Local headline: man driving lorry struck by lightning as lorry passed under an electricity wire. Killed instantly. I wonder if he had been wearing wellies would he have been saved. My heart aches for his wife, his children. The faultlines overhead and underfoot, overheard and misunderstood, a society cracked at the seams and not giving, never giving in.

At 15: I need to get out of here! Everyone is too busy inward-gawping. Same old same old, politicians are petty, promises are puerile, the future looks backwards and I need to rock some boats in other, less atavistic waters. Or at least walk city streets without the risk of a bombscare. All the gaping black holes in a Belfast street where windows once were, like all my unanswered questions.

And at home, I say to mummy: Ireland unfree will never be at peace.

Aye. Padraig Pearce, mum says.

A united Ireland. That’s what they want, isn’t it?

Is this what you’re doing at school?

No, it’s what we’re not doing, I say. It’s not in the book obviously. But the girls were saying.

Don’t be talking to those girls. Mummy gives me a sharp look. Get you in trouble. Peace would be enough. All we can hope for in my lifetime.

And in mine? My voice is defiant. What about mine?

Ethno-political violence, as Wikipedia has it, now one way of terming the period known as the Troubles, didn’t even exist at the time. What did that make me then? A member of an ethnic minority? Now the domain of the unionists by virtue of the referendum and subsequent reunification. Violence: so much of it in the little geopolitical entity I grew up in. To think of it now. Violence on the streets, violence on the TV, violence in the language. Derelict buildings splattered with divisive graffiti. Stone throwers on the way home from school. Hockey sticks and hurley bats after pubs closed. Broken noses and blood on the pavement.

Poets trying to make sense of it all, offering redress. Reading texts in a Brexit light to the undergraduate class of 2022. Would English students respond to the irony in Heaney’s line: official recognition /that I was not a dual citizen?  The Republic of Conscience was commissioned by Amnesty International in 1985 for Human Rights Day. That year the Anglo-Irish agreement was signed, guaranteeing dual citizenship for Northern Irish people, the year I turned five. I could be Irish, I could be British, what an envious advantage. Many people would later have me solely British at university in England, the territorial claim to Northern Ireland: What passport do you have? Mine is Irish but I’m entitled to hold a British one too. But I don’t need one. Thanks anyway.

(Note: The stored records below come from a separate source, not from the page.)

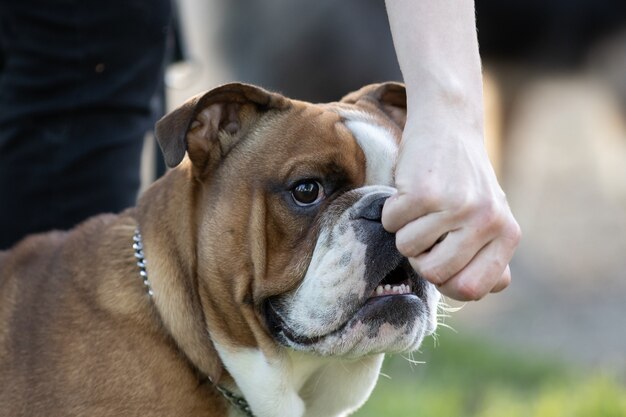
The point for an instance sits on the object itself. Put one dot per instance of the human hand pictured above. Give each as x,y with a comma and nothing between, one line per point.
450,216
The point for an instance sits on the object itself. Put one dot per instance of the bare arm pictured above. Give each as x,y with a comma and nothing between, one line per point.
446,185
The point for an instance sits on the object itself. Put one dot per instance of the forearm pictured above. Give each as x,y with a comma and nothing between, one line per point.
437,48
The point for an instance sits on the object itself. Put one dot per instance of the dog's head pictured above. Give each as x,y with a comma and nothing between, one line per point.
290,246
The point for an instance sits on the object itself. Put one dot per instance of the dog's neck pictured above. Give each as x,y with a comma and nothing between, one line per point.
236,401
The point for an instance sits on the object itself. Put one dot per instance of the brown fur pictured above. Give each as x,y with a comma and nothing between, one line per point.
78,333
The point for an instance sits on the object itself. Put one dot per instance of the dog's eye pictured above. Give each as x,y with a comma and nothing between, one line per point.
307,193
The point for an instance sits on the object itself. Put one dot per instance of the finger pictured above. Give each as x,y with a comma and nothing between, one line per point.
504,281
481,275
400,209
420,235
449,257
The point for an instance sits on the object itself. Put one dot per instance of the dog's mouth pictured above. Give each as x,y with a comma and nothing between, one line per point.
387,300
401,280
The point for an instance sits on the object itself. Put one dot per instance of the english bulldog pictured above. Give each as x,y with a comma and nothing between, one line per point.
253,279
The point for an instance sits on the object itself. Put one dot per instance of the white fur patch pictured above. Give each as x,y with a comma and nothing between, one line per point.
297,384
379,146
314,307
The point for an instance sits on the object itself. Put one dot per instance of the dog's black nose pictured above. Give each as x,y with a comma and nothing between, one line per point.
374,210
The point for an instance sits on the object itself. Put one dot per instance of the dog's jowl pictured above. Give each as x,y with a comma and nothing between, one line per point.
255,278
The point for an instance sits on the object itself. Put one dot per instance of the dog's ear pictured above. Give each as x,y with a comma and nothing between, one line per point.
389,97
209,124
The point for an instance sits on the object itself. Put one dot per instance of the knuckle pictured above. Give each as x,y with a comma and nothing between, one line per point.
434,274
428,195
470,291
513,232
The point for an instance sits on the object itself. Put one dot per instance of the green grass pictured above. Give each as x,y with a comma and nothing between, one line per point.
465,377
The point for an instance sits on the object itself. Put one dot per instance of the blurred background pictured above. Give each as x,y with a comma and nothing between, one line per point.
554,343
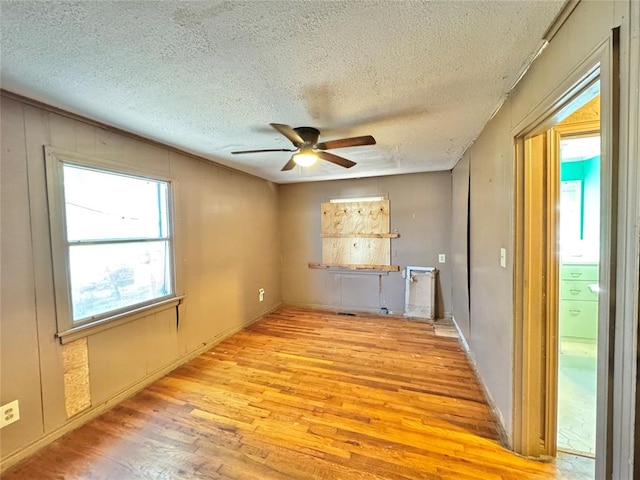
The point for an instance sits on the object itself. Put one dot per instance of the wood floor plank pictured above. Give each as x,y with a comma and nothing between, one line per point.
301,394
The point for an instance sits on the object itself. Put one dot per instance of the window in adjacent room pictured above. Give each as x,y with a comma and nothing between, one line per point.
111,239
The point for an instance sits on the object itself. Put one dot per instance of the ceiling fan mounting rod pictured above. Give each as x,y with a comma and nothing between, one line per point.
310,135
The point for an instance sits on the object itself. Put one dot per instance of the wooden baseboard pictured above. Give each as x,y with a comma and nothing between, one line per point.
99,409
503,436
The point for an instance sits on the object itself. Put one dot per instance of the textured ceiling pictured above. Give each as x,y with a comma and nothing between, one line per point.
422,77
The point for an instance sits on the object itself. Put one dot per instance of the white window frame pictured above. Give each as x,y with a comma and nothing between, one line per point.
67,329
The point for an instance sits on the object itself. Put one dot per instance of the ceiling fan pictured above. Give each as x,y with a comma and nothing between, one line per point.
308,150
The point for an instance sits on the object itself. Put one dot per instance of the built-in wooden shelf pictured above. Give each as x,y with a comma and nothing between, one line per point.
339,266
359,235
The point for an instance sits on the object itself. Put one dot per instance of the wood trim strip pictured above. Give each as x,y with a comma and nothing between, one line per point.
359,235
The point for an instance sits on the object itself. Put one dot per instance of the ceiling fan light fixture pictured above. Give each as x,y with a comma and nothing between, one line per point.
305,159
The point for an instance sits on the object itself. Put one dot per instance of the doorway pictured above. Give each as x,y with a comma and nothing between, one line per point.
561,343
579,260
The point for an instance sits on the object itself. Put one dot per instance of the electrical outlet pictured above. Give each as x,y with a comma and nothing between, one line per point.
10,413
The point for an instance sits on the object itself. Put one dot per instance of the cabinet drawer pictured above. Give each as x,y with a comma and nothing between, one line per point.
578,290
579,319
578,271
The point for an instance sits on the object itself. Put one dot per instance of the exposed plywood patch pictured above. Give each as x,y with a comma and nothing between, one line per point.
355,218
356,233
77,394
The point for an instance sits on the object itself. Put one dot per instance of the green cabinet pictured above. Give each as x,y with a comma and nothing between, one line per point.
578,312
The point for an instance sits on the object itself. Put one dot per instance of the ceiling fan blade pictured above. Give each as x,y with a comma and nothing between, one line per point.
289,165
330,157
265,150
347,142
289,132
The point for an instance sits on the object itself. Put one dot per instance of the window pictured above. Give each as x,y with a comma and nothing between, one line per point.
111,238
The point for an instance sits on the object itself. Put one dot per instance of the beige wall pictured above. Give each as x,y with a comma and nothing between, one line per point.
227,248
420,207
491,161
459,244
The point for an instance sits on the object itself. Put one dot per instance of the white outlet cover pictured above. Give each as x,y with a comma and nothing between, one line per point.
9,413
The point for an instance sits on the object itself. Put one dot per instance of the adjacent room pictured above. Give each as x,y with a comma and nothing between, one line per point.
319,239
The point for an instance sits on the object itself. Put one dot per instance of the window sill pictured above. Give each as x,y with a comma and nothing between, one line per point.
116,320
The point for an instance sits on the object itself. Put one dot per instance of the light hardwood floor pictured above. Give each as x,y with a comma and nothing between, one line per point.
301,394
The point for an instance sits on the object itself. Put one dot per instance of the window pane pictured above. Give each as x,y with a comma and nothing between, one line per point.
113,276
104,206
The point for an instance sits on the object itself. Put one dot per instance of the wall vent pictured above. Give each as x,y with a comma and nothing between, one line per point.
420,292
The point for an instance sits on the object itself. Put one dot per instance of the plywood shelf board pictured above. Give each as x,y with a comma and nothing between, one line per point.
352,266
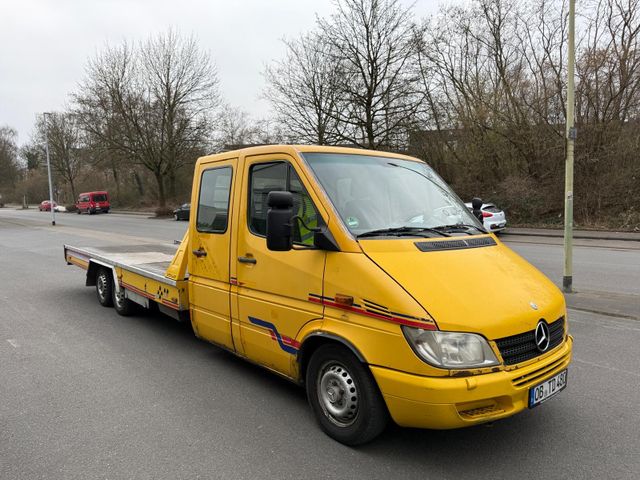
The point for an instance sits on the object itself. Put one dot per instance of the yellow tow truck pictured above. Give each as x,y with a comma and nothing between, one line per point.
358,274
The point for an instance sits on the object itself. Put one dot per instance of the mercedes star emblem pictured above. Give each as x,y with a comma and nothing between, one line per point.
542,336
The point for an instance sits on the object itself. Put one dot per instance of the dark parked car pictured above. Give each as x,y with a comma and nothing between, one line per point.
182,212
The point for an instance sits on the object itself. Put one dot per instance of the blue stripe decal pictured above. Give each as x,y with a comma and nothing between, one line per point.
272,328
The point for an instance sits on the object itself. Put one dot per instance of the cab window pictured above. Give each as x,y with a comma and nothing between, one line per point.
279,176
213,202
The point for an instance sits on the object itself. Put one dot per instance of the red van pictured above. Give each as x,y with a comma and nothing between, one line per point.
93,202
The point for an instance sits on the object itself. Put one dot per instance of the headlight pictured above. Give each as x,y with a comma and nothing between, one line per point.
450,349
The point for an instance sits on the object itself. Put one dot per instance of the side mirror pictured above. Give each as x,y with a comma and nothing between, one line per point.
476,204
279,226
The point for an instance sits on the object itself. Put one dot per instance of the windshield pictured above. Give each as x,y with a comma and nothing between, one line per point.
371,193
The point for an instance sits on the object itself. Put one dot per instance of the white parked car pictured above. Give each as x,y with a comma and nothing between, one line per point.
493,218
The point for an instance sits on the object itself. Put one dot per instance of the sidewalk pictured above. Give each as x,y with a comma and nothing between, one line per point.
605,303
586,234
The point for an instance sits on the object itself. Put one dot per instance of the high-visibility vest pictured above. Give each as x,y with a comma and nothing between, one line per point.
307,212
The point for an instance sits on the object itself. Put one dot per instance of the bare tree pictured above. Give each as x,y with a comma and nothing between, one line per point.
373,47
66,152
303,89
234,127
9,166
151,104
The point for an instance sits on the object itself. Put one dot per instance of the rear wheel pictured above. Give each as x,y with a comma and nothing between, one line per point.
104,287
344,396
123,305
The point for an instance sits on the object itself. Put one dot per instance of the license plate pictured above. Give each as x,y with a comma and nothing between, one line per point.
547,389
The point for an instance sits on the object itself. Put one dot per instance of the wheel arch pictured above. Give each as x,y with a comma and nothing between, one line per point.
315,340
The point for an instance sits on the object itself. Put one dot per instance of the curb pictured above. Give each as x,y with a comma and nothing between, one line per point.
133,212
585,236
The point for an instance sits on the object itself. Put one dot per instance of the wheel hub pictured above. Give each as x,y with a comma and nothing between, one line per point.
338,394
102,285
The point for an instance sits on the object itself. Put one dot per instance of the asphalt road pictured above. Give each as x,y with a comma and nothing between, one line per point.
85,393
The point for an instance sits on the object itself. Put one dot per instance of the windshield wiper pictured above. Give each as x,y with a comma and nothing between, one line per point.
463,227
399,231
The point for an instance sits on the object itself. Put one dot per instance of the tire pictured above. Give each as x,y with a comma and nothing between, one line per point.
104,287
333,371
122,305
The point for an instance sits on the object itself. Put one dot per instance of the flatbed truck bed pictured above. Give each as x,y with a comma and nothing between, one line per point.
146,273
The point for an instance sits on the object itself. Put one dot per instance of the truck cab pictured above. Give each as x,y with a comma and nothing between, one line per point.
363,277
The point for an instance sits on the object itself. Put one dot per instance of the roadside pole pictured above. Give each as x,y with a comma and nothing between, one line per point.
46,147
567,279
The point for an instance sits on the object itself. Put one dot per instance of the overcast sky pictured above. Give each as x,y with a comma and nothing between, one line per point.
45,44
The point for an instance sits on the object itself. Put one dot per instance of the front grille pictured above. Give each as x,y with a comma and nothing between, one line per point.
461,244
476,413
522,347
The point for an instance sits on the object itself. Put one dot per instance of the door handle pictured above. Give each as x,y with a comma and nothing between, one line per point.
247,260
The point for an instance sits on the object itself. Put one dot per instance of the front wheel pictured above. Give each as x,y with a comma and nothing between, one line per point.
344,396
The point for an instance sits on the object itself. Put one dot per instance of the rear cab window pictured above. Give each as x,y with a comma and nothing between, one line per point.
213,200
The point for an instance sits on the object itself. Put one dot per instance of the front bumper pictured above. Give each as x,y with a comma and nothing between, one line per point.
454,402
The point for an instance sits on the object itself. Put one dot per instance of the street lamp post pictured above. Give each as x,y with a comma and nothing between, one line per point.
46,147
567,279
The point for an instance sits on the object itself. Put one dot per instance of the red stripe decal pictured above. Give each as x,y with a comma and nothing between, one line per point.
401,321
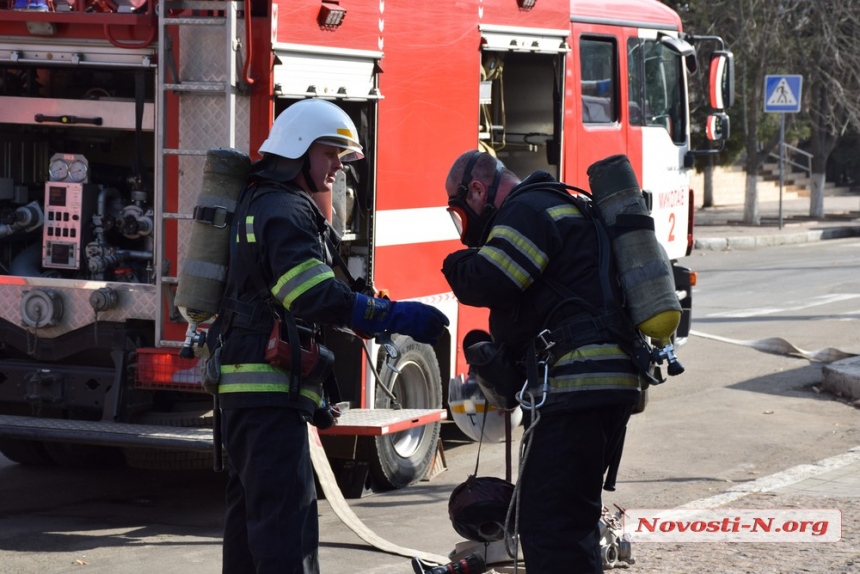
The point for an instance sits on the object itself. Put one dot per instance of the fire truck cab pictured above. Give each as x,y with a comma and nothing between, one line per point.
107,110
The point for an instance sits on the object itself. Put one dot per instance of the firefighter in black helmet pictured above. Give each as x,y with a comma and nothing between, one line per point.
532,259
279,271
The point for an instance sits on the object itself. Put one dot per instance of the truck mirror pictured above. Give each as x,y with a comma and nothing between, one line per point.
718,127
722,80
677,45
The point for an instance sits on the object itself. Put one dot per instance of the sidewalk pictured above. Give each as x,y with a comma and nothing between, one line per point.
722,227
828,483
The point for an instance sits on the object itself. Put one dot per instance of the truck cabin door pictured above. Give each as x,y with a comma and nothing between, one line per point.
521,97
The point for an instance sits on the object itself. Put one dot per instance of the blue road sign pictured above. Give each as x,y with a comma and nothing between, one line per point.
782,93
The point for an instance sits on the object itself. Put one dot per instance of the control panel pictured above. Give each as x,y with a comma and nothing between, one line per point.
68,214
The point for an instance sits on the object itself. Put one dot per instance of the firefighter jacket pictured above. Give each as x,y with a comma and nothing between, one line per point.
282,231
537,269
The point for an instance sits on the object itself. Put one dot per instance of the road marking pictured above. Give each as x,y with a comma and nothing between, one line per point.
787,477
792,306
779,346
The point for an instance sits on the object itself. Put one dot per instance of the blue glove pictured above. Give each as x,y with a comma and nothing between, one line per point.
421,322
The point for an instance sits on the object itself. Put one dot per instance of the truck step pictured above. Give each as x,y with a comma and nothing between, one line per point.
105,433
362,422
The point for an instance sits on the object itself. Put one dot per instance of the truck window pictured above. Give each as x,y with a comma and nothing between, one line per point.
598,62
656,88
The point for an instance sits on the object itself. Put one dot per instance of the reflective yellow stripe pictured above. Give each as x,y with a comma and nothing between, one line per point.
522,244
249,229
262,378
252,388
510,268
563,211
299,279
594,381
591,353
476,407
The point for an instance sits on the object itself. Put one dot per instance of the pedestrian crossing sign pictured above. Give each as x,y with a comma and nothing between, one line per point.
782,93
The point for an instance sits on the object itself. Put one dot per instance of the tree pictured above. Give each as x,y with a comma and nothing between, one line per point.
814,38
825,43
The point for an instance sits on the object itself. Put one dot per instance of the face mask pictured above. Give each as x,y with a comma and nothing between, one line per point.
469,224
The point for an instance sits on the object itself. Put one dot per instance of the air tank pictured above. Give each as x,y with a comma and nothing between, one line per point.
203,273
642,263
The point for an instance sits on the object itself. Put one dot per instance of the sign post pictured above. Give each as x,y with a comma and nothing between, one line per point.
782,95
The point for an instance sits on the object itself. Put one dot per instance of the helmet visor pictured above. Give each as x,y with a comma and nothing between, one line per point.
350,150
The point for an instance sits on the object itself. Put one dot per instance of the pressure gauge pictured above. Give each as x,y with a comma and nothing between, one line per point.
78,171
58,170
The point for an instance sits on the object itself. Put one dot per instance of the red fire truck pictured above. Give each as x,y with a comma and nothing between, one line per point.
107,110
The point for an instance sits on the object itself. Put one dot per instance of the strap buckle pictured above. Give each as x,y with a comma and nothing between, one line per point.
216,216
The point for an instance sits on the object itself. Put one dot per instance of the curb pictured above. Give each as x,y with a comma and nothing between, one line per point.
842,378
726,243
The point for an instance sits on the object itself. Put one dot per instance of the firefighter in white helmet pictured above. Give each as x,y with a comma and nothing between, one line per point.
279,271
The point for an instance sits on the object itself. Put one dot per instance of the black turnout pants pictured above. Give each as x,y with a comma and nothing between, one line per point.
271,524
561,485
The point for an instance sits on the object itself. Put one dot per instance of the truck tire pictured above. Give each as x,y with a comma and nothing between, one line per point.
399,459
28,452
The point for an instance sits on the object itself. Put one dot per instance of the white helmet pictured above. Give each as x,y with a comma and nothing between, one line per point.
468,405
307,121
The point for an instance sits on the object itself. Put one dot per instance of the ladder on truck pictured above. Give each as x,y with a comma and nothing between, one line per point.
201,71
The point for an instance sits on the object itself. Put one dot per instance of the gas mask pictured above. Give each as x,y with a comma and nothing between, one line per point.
470,225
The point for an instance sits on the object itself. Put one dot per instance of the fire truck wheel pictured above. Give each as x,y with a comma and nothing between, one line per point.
29,452
399,459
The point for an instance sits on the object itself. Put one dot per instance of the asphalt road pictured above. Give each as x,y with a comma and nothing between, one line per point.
735,415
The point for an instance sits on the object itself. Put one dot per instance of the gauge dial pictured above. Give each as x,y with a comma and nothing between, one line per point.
78,171
58,170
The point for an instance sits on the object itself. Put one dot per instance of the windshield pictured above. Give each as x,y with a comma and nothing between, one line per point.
656,87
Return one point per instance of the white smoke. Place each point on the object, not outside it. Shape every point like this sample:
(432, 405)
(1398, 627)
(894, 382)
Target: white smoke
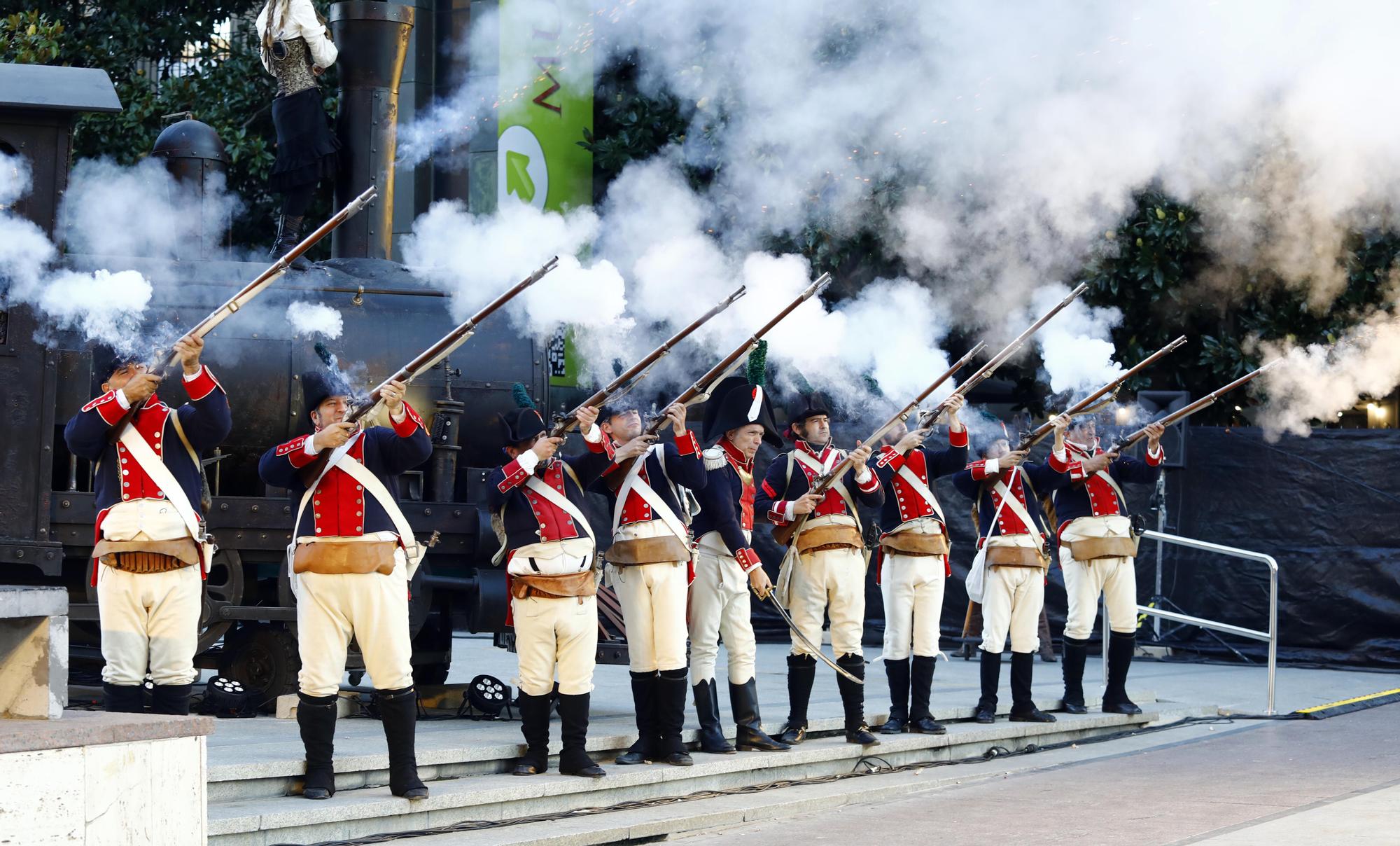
(102, 306)
(316, 319)
(1317, 382)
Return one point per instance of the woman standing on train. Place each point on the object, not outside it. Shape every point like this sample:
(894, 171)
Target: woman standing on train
(298, 48)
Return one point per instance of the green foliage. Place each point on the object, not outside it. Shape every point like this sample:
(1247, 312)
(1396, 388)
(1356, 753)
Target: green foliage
(166, 58)
(30, 39)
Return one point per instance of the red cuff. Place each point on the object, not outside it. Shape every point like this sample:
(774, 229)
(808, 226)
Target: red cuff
(296, 452)
(687, 445)
(411, 424)
(514, 476)
(202, 386)
(108, 408)
(890, 457)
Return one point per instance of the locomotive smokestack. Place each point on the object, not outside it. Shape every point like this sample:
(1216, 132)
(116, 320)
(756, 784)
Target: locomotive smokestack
(373, 40)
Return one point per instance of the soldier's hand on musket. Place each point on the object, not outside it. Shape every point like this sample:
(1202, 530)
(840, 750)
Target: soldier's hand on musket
(677, 414)
(547, 448)
(761, 583)
(912, 441)
(1154, 436)
(139, 387)
(188, 351)
(1013, 459)
(393, 397)
(860, 456)
(807, 504)
(334, 436)
(634, 449)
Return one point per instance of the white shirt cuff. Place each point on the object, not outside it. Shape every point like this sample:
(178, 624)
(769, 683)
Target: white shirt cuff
(528, 460)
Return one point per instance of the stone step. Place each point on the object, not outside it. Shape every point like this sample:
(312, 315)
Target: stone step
(373, 810)
(457, 749)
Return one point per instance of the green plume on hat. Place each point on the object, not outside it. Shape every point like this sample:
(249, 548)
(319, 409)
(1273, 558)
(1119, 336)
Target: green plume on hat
(757, 370)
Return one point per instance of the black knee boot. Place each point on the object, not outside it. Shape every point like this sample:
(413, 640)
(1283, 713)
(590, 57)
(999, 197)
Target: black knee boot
(1076, 655)
(802, 676)
(750, 736)
(920, 690)
(898, 676)
(289, 235)
(317, 721)
(1023, 705)
(400, 712)
(172, 700)
(986, 711)
(671, 716)
(645, 700)
(708, 708)
(853, 701)
(1116, 694)
(124, 700)
(536, 728)
(573, 757)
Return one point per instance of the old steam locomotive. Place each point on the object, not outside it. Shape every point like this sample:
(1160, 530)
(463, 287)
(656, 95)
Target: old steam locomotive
(248, 623)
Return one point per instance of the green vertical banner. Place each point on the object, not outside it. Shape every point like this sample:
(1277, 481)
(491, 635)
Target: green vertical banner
(547, 107)
(547, 104)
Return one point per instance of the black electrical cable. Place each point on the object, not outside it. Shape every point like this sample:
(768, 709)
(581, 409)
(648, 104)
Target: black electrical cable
(864, 767)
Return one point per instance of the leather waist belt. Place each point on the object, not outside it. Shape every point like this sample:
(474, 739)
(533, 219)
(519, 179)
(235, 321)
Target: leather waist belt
(915, 544)
(555, 588)
(144, 562)
(666, 550)
(830, 537)
(1016, 557)
(331, 558)
(1088, 550)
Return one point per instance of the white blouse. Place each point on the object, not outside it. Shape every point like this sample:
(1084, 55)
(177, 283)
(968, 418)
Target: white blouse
(300, 22)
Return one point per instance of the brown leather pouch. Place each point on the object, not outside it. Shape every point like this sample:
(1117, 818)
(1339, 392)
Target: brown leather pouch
(554, 588)
(830, 537)
(144, 562)
(331, 558)
(1087, 550)
(915, 544)
(648, 551)
(1016, 557)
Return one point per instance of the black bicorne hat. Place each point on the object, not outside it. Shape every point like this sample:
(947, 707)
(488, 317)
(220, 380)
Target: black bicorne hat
(318, 386)
(808, 405)
(734, 404)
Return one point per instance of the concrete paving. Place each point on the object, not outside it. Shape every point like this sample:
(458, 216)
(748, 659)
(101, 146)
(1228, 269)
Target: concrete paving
(1280, 782)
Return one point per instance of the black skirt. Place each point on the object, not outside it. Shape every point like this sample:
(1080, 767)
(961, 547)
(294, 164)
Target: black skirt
(306, 146)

They’ve been rushing for an Irish passport since Brexit made the future non too bright for British travellers. Some people say, make it hard for them, take a Brexit line: No Brits no Brexiters no Brexiteers. The Life in the UK test for foreigners for indefinite leave to remain in England. Britpass. Greenpass. Trespass on right to remain human. Digital trackers masquerading as healthcare. Will the truth ever be unmasked?

It all boils down to questions of identity. Brexit as identity crisis, reunification of Ireland an identity crisis for the British in Ireland. My course outline on Irish modernists is turning into an investigation of the construction of Irish identity in the twentieth century and the role the English played in it. To the soundtrack of Lambeg drums, heartbeat of Ulster.